L’ONAREP prend le relais du BRPM pour les questions pétrolières

"Par la suite, avec les chocs pétroliers de 1973 et de 1979 où les prix ont flambé, le défunt Roi Hassan II a décidé de créer en 1981 l’ONAREP afin de renforcer l'exploration pétrolière.

"C’est à ce moment qu’il y a eu le partage des attributions entre le BRPM qui ne s'occupait plus que de l'exploration minière et entre l’ONAREP dont la vocation était de trouver du pétrole au Maroc.

"Logiquement, la SCP a rejoint le giron de l’ONAREP mais la SOMAS (société marocaine de stockage) qui exploitait des gisements de sel à Mohammedia est restée dans celui du BRPM qui l'avait créé en 1971.

"Si j’évoque la SOMAS, c’est parce qu’elle a fabriqué de très grandes cavités dans les épaisses couches de mines de sel pour pouvoir stocker du gaz sous terre.

"Concrètement, elle a d’abord fait un forage dans une couche de sel d’environ 400 mètres puis dissous le sel avant de fabriquer ce qu'on appelle des bouteilles de stockage de gaz dans un espace vide haut de 80 à 100 mètres et large de 30 à 50 mètres.

L’ONHYM, seul organisme public habilité à gérer les cuves de la SAMIR

"Quelques années plus tard, le BRPM et l’ONAREP ont fini par fusionner en 2005 pour devenir l’ONHYM qui a récupéré les attributions des deux organismes..

"Sachant qu'il a récupéré l'essentiel des statuts de ces deux entités, l’ONHYM est donc tout à fait habilité à s’occuper de raffinage, fde stockage et de gestion de produits pétroliers.

"Selon moi, si le ministère de l'Energie a décidé de lui confier la gestion des cuves de la Samir, c'est simplement parce que c'est le seul organisme étatique qui a la capacité de le faire statutairement.

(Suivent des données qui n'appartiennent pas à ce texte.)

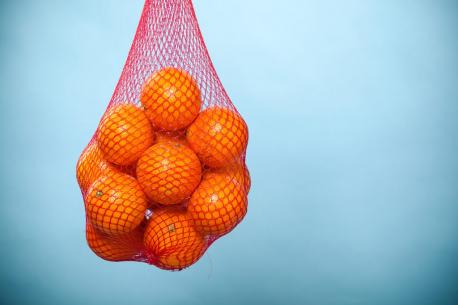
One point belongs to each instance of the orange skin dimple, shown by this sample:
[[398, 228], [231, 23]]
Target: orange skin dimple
[[91, 166], [171, 137], [115, 203], [171, 99], [172, 241], [115, 248], [238, 173], [219, 136], [124, 134], [168, 172], [218, 204]]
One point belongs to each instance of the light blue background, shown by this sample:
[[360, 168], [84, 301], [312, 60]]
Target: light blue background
[[352, 108]]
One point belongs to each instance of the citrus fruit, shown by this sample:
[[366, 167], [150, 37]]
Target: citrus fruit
[[238, 173], [124, 134], [171, 99], [219, 136], [90, 166], [168, 172], [114, 248], [218, 204], [171, 137], [172, 240], [115, 203]]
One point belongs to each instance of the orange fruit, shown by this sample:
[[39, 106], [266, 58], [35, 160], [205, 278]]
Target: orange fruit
[[168, 172], [219, 136], [124, 134], [115, 248], [218, 204], [171, 239], [115, 203], [238, 173], [171, 137], [171, 99], [90, 166]]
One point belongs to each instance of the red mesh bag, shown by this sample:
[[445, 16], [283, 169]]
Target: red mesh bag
[[164, 175]]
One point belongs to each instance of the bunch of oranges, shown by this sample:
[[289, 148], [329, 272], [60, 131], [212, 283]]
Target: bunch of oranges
[[163, 180]]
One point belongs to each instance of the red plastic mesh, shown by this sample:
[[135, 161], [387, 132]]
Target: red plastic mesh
[[164, 175]]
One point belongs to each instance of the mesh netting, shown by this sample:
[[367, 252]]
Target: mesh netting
[[164, 175]]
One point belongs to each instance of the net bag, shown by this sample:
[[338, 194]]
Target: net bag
[[164, 175]]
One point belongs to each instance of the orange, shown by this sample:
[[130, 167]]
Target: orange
[[238, 173], [124, 134], [115, 203], [168, 172], [218, 204], [90, 166], [171, 99], [115, 248], [219, 136], [171, 239], [171, 136]]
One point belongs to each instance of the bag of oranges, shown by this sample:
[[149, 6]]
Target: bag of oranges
[[164, 175]]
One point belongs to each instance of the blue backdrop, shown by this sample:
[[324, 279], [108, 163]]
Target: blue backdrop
[[352, 108]]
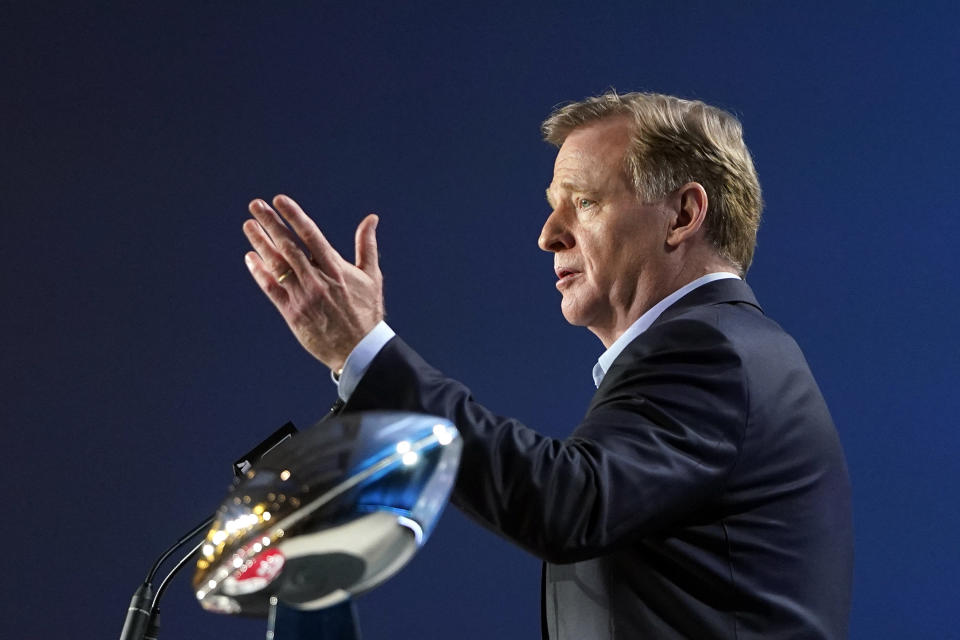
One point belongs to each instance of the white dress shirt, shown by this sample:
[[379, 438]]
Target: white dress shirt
[[367, 349]]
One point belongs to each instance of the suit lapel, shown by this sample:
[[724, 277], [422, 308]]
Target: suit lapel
[[726, 291]]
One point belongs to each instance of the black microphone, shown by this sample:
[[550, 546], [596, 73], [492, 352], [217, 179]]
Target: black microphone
[[142, 621]]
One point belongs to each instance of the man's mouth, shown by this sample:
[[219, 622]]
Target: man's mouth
[[565, 275]]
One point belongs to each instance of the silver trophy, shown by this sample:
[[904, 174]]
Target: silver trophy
[[327, 515]]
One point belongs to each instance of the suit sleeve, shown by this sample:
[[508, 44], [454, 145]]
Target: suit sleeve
[[658, 441]]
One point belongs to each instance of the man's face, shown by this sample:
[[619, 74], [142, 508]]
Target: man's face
[[607, 245]]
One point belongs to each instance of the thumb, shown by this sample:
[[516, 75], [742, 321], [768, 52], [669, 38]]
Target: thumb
[[366, 245]]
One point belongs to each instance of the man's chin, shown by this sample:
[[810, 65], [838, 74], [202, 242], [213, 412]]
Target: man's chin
[[573, 314]]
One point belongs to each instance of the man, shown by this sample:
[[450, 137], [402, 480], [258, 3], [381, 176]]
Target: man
[[705, 493]]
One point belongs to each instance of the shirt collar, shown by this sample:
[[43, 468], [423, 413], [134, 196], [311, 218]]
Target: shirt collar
[[643, 322]]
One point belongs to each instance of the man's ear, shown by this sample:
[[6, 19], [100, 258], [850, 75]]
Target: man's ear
[[691, 205]]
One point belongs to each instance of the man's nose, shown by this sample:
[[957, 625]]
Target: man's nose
[[554, 236]]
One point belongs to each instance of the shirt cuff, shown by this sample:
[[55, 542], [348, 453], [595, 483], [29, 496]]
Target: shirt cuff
[[360, 358]]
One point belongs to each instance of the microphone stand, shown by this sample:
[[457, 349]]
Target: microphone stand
[[143, 615]]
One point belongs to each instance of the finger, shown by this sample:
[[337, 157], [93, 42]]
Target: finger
[[266, 280], [263, 245], [323, 253], [366, 245], [281, 237]]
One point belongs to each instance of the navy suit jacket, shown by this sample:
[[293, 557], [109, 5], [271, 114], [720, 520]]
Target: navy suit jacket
[[703, 495]]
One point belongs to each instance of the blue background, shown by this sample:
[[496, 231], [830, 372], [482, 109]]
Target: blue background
[[139, 358]]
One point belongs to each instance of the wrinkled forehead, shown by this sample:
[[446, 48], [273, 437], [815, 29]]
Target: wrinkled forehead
[[594, 153]]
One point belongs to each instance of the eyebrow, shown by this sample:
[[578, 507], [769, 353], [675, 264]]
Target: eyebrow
[[569, 186]]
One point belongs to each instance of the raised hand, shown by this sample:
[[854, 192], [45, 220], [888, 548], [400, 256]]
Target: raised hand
[[328, 303]]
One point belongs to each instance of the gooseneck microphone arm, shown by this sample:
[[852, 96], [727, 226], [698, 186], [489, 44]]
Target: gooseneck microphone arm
[[142, 615]]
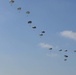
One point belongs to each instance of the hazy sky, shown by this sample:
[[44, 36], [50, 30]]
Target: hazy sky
[[23, 51]]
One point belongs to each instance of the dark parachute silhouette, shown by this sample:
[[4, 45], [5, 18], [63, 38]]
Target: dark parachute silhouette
[[19, 9], [27, 12], [34, 27], [65, 59], [66, 56], [50, 48], [74, 50], [43, 31], [41, 34], [60, 50], [29, 22], [11, 1], [65, 50]]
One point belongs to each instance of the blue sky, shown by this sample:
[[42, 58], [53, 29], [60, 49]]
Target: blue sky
[[23, 51]]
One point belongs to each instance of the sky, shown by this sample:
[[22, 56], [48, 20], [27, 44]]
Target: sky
[[23, 51]]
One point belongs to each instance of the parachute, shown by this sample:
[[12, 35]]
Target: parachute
[[34, 27], [50, 48], [41, 34], [27, 12], [43, 31], [66, 56], [66, 50], [11, 1], [19, 8], [60, 50], [29, 22]]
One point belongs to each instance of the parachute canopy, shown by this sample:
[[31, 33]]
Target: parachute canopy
[[41, 34], [11, 1], [50, 48], [34, 27], [29, 22], [19, 8], [66, 50], [43, 31], [60, 50], [27, 12], [66, 56]]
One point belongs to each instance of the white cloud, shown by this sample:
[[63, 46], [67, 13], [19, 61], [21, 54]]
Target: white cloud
[[45, 45], [52, 55], [69, 34]]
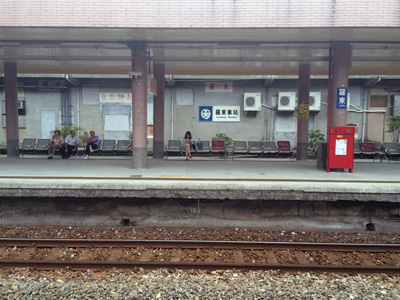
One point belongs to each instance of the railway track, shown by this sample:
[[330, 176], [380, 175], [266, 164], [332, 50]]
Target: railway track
[[78, 254]]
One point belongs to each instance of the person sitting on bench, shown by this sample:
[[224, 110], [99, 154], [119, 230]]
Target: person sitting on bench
[[71, 142], [56, 142], [92, 143]]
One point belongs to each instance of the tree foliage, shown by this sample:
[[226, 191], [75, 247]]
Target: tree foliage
[[394, 128], [223, 136], [313, 137]]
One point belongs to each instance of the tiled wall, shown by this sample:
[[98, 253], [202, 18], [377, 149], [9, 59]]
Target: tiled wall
[[200, 13]]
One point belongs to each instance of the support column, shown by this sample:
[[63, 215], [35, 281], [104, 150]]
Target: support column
[[340, 78], [158, 130], [11, 93], [139, 106], [303, 111]]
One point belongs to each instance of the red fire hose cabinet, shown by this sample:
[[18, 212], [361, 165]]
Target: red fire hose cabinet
[[340, 148]]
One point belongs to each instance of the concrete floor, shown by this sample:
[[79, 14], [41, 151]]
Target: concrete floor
[[206, 191], [204, 167]]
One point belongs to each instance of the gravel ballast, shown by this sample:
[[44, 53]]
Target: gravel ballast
[[28, 283], [166, 284]]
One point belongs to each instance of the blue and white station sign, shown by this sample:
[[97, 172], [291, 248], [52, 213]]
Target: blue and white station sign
[[205, 113], [219, 113], [341, 98]]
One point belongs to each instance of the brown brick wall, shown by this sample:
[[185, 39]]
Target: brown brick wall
[[200, 13]]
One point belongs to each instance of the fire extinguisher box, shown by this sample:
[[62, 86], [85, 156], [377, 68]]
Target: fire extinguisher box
[[340, 148]]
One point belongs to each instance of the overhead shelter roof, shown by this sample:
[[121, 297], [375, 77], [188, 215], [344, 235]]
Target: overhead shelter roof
[[209, 37]]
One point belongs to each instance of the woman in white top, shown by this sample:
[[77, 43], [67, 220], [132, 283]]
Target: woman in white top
[[56, 142], [187, 143]]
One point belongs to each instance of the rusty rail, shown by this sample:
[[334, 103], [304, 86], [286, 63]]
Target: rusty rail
[[237, 249]]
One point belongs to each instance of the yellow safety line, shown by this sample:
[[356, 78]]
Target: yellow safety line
[[185, 177]]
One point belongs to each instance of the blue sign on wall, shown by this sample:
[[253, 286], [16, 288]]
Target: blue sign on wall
[[205, 113], [341, 98]]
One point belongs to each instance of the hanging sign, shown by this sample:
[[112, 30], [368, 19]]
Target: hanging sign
[[219, 87], [341, 147], [116, 97], [304, 111], [226, 113], [219, 113], [341, 98]]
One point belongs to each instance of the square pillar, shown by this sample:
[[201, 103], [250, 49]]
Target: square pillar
[[158, 130], [11, 93], [303, 111], [139, 106]]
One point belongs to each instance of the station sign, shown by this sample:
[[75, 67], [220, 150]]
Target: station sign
[[219, 113], [341, 98]]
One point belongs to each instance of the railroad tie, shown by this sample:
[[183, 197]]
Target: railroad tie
[[270, 256], [176, 256], [86, 254], [395, 258], [56, 253], [116, 253], [26, 253], [332, 258], [211, 256], [366, 260], [238, 256], [2, 249], [146, 254], [301, 257]]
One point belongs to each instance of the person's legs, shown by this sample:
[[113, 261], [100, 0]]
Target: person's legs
[[88, 148], [62, 151], [87, 151], [70, 149], [187, 151]]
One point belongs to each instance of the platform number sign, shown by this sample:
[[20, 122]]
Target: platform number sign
[[341, 98], [205, 113]]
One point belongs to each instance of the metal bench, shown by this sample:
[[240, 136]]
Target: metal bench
[[28, 146], [218, 147], [239, 147], [174, 147], [284, 149], [269, 148], [255, 147], [108, 147], [392, 150]]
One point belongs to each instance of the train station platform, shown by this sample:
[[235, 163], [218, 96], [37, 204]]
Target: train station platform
[[202, 177], [205, 191]]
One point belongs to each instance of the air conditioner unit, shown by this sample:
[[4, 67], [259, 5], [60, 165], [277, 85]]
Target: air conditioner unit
[[21, 105], [348, 102], [287, 101], [315, 101], [252, 102]]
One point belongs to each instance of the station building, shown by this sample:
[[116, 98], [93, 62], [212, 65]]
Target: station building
[[151, 71]]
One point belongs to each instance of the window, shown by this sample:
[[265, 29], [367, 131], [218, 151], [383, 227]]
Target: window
[[21, 113], [378, 101]]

"Sachant que juridiquement, il n'y a aucun autre organisme public marocain qui puisse s'acquitter techniquement de cette tâche, l’ONHYM est donc le seul recours national", conclut notre source


Notons qu'à ce jour et selon nos sources, le contrat liant l'ONHYM à la Samir pour la location des capacités de stockage n'a toujours pas été signé.

Plus il tardera et plus il sera difficile de tenir ce pari car les prix internationaux présenteront moins d'intérêt.